Databricks Unity Catalog Connector Extraction Queries¶
Alation Cloud Service Applies to Alation Cloud Service instances of Alation
Customer Managed Applies to customer-managed instances of Alation
Important
This section is applicable from connector versions 3.0.0 onwards.
The default extraction queries for Databricks Unity Catalog Connector OCF data sources are listed below. You can customize them to better suit your extraction requirements. Custom queries can be provided on the Metadata Extraction tab of the data source Settings page under the Custom extraction queries section.
You can customize all or some of the queries.
If specified, custom extraction queries will take precedence over the default MDE , selective extraction, and schema selection.
Catalog¶
Make sure that your query has a column labeled as CATALOG
in the SELECT statement.
SELECT
CATALOG_NAME AS CATALOG
FROM
SYSTEM.INFORMATION_SCHEMA.CATALOGS
WHERE
CATALOG_NAME NOT IN('system');
Schema¶
Make sure that your query has columns labeled as CATALOG
, SCHEMA
and REMARKS
in the SELECT statement.
SELECT
CATALOG_NAME AS CATALOG,
SCHEMA_NAME AS SCHEMA,
COMMENT AS REMARKS
FROM
SYSTEM.INFORMATION_SCHEMA.SCHEMATA
WHERE
CATALOG_NAME NOT IN ('system')
AND CONCAT(CATALOG_NAME,
'.',
SCHEMA_NAME) NOT IN ('''')
AND SCHEMA_NAME NOT IN('information_schema');
Table¶
Make sure that your query has columns labeled as CATALOG
, SCHEMA
, TABLE_NAME
, TABLE_TYPE
, and REMARKS
in the SELECT statement.
SELECT
TABLE_CATALOG AS CATALOG,
TABLE_SCHEMA AS SCHEMA,
TABLE_NAME AS TABLE_NAME,
TABLE_TYPE AS TABLE_TYPE,
COMMENT AS REMARKS
FROM
SYSTEM.INFORMATION_SCHEMA.TABLES
WHERE
TABLE_TYPE NOT IN( 'MATERIALIZED_VIEW', 'VIEW')

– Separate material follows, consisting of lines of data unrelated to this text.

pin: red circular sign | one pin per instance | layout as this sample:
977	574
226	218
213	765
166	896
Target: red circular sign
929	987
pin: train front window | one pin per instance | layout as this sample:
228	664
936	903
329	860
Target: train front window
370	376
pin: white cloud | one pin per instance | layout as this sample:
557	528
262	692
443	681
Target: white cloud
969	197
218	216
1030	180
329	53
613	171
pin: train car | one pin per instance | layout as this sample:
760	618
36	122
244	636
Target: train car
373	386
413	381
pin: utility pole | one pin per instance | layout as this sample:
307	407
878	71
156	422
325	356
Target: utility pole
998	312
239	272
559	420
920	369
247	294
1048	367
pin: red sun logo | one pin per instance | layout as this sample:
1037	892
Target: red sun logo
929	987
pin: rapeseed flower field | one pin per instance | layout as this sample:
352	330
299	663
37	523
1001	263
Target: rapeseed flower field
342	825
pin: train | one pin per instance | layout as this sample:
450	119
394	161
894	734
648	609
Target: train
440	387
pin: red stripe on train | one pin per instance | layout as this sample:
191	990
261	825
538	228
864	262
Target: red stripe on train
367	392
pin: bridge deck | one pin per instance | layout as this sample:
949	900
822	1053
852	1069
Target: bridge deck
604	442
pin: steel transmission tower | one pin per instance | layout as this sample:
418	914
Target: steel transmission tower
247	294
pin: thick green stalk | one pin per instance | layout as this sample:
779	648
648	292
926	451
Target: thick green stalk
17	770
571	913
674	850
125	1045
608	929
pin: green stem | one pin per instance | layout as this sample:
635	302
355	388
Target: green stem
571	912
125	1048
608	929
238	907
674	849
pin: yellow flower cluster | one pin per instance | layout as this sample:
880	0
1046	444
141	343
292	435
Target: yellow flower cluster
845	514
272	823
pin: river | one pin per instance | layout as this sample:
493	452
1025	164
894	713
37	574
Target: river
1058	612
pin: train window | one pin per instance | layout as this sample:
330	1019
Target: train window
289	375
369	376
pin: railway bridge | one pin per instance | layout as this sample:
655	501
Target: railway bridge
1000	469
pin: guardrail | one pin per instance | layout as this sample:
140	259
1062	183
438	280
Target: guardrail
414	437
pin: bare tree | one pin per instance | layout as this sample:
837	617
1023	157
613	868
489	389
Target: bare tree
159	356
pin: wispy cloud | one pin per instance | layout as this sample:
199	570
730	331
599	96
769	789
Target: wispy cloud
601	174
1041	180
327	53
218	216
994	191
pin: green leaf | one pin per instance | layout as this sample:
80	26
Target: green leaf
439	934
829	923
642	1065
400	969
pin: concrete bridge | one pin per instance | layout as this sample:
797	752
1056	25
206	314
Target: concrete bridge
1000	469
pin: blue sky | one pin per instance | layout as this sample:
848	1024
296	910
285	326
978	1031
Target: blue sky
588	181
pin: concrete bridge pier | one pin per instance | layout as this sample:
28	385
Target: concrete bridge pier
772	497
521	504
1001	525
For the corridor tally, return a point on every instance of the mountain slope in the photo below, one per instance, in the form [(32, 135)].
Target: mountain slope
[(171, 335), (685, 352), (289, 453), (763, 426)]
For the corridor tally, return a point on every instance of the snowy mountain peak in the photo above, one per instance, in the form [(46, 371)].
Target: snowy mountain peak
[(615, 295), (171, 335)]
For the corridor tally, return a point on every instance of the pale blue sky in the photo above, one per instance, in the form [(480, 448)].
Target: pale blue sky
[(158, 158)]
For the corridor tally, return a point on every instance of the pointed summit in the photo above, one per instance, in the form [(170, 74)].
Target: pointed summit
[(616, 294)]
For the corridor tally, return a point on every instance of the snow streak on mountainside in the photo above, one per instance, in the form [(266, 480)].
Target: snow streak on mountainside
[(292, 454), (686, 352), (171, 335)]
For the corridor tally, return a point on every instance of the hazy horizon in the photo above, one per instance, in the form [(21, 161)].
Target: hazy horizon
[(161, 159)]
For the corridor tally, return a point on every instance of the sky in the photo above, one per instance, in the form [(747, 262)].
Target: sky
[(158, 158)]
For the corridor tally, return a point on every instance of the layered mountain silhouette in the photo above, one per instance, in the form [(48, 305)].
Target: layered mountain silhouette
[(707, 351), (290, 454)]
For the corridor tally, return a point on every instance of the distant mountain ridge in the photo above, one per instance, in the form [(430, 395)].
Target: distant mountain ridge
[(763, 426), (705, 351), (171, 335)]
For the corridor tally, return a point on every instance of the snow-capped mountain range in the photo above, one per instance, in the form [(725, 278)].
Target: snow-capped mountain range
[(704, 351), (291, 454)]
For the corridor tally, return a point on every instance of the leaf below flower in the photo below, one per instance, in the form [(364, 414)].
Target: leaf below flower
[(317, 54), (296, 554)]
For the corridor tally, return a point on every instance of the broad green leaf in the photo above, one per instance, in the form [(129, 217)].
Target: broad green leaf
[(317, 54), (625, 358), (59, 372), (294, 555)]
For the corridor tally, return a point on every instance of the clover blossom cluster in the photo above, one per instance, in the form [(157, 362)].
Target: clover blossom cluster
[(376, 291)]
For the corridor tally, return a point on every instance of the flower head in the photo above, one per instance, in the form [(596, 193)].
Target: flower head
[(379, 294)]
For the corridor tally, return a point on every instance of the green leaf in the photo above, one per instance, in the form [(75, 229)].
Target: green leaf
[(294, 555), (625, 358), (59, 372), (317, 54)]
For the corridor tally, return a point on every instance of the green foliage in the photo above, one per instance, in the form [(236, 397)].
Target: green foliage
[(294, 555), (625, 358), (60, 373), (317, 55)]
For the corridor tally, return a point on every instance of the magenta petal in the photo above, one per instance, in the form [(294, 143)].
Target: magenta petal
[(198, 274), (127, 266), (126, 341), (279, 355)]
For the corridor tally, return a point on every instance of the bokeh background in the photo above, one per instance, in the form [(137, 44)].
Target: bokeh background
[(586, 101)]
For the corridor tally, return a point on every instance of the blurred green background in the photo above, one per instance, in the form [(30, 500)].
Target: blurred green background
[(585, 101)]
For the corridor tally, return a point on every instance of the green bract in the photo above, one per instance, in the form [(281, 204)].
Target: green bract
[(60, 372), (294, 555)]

AND TABLE_CATALOG NOT IN ('system')
AND CONCAT(TABLE_CATALOG,
'.',
TABLE_SCHEMA)
NOT IN ('''')
AND TABLE_SCHEMA NOT IN('information_schema');
View¶
Make sure that your query has columns labeled as CATALOG
, SCHEMA
, VIEW_NAME
, VIEW_CREATE_STATEMENT
, 'VIEW' AS VIEW_TYPE
, and REMARKS
in the SELECT statement.
SELECT
V.TABLE_CATALOG AS CATALOG,
V.TABLE_SCHEMA AS SCHEMA,
V.TABLE_NAME AS VIEW_NAME,
'VIEW' AS VIEW_TYPE,
CASE
WHEN lower(V.VIEW_DEFINITION) LIKE 'create view%' THEN V.VIEW_DEFINITION
WHEN lower(V.VIEW_DEFINITION) LIKE 'create or replace view%' THEN V.VIEW_DEFINITION
WHEN lower(V.VIEW_DEFINITION) LIKE 'create materialized view%' THEN V.VIEW_DEFINITION
WHEN lower(V.VIEW_DEFINITION) LIKE 'create or replace materialized view%' THEN V.VIEW_DEFINITION
WHEN T.TABLE_TYPE = 'MATERIALIZED_VIEW' THEN 'CREATE OR REPLACE MATERIALIZED VIEW ' || V.TABLE_CATALOG || '.' || V.TABLE_SCHEMA || '.' || V.TABLE_NAME || ' AS ' || V.VIEW_DEFINITION
ELSE 'CREATE OR REPLACE VIEW ' || V.TABLE_CATALOG || '.' || V.TABLE_SCHEMA || '.' || V.TABLE_NAME || ' AS ' || V.VIEW_DEFINITION
END AS VIEW_CREATE_STATEMENT,
T.COMMENT AS REMARKS
FROM
SYSTEM.INFORMATION_SCHEMA.VIEWS V
LEFT JOIN SYSTEM.INFORMATION_SCHEMA.TABLES T
ON
V.TABLE_CATALOG = T.TABLE_CATALOG
AND V.TABLE_SCHEMA = T.TABLE_SCHEMA
AND T.TABLE_TYPE IN ('MATERIALIZED_VIEW', 'VIEW')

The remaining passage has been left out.